Column 1 of the fixed-effects design matrix `Dfe` contains the constant term. Column 2, 3, and 4 contain the `newprocess`, `time_dev`, and `temp_dev` terms, respectively. Columns 5 and 6 contain dummy variables for `supplier_C` and `supplier_B`, respectively.

Extract the random-effects design matrix and display rows 1 through 10.
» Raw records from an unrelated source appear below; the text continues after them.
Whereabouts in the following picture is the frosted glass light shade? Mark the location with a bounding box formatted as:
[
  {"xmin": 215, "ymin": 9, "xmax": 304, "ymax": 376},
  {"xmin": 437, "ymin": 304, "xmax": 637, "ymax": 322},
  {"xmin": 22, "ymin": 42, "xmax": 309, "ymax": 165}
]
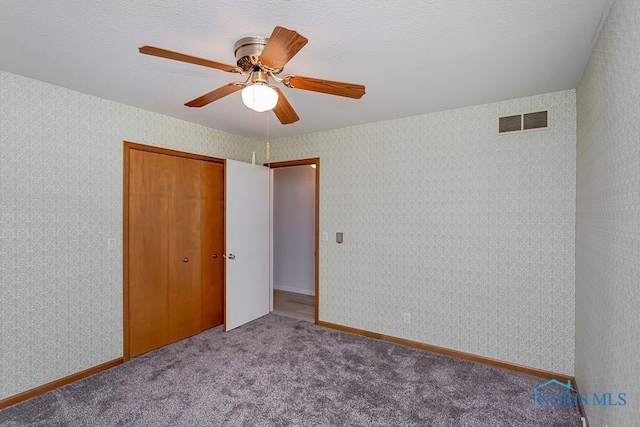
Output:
[{"xmin": 242, "ymin": 83, "xmax": 278, "ymax": 113}]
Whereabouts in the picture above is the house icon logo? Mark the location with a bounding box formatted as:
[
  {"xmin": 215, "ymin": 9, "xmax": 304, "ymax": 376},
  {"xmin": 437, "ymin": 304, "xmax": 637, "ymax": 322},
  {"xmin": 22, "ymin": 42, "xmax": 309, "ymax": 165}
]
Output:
[{"xmin": 531, "ymin": 379, "xmax": 577, "ymax": 409}]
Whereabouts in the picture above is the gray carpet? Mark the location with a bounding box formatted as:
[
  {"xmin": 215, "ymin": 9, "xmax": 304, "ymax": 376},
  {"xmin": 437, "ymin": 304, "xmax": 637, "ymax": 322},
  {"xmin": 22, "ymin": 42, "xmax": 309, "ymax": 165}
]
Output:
[{"xmin": 0, "ymin": 314, "xmax": 581, "ymax": 427}]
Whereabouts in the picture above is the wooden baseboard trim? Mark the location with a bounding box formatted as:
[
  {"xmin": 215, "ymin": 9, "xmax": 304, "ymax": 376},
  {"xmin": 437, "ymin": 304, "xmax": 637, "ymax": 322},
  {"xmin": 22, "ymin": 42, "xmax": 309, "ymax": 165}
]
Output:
[
  {"xmin": 0, "ymin": 357, "xmax": 123, "ymax": 409},
  {"xmin": 572, "ymin": 378, "xmax": 589, "ymax": 427},
  {"xmin": 318, "ymin": 321, "xmax": 575, "ymax": 383}
]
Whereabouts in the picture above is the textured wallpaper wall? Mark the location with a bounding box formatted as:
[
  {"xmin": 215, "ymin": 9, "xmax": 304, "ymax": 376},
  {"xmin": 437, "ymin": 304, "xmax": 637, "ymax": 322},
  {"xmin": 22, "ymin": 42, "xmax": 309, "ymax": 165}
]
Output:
[
  {"xmin": 0, "ymin": 71, "xmax": 255, "ymax": 399},
  {"xmin": 576, "ymin": 0, "xmax": 640, "ymax": 427},
  {"xmin": 272, "ymin": 91, "xmax": 576, "ymax": 375}
]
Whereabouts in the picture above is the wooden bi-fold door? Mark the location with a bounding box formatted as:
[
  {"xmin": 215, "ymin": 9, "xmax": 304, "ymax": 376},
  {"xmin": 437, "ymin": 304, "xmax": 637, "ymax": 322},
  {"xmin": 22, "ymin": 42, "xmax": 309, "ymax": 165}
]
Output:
[{"xmin": 125, "ymin": 143, "xmax": 224, "ymax": 359}]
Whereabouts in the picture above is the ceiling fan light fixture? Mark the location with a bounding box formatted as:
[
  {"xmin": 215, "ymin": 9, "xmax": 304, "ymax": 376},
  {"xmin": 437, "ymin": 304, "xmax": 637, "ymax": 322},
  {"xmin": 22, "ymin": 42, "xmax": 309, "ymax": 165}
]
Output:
[{"xmin": 242, "ymin": 83, "xmax": 278, "ymax": 113}]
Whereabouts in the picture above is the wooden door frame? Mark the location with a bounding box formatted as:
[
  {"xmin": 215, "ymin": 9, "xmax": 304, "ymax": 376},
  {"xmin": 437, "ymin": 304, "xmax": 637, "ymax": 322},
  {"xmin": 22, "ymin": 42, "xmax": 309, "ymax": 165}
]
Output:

```Dre = designMatrix(glme,'Random'); disp(Dre(1:10,:))```
``` (1,1) 1 (2,1) 1 (3,1) 1 (4,1) 1 (5,1) 1 (6,2) 1 (7,2) 1 (8,2) 1 (9,2) 1 (10,2) 1 ```

Convert the sparse matrix `Dre` to a full matrix and display rows 1 through 10.

`full(Dre(1:10,:))`
```ans = 10×20 1 0 0 0 0 0 0 0 0 0 0 0 0 0 0 0 0 0 0 0 1 0 0 0 0 0 0 0 0 0 0 0 0 0 0 0 0 0 0 0 1 0 0 0 0 0 0 0 0 0 0 0 0 0 0 0 0 0 0 0 1 0 0 0 0 0 0 0 0 0 0 0 0 0 0 0 0 0 0 0 1 0 0 0 0 0 0 0 0 0 0 0 0 0 0 0 0 0 0 0 0 1 0 0 0 0 0 0 0 0 0 0 0 0 0 0 0 0 0 0 0 1 0 0 0 0 0 0 0 0 0 0 0 0 0 0 0 0 0 0 0 1 0 0 0 0 0 0 0 0 0 0 0 0 0 0 0 0 0 0 0 1 0 0 0 0 0 0 0 0 0 0 0 0 0 0 0 0 0 0 0 1 0 0 0 0 0 0 0 0 0 0 0 0 0 0 0 0 0 0 ```

Each column corresponds to a level of the grouping variable `factory`.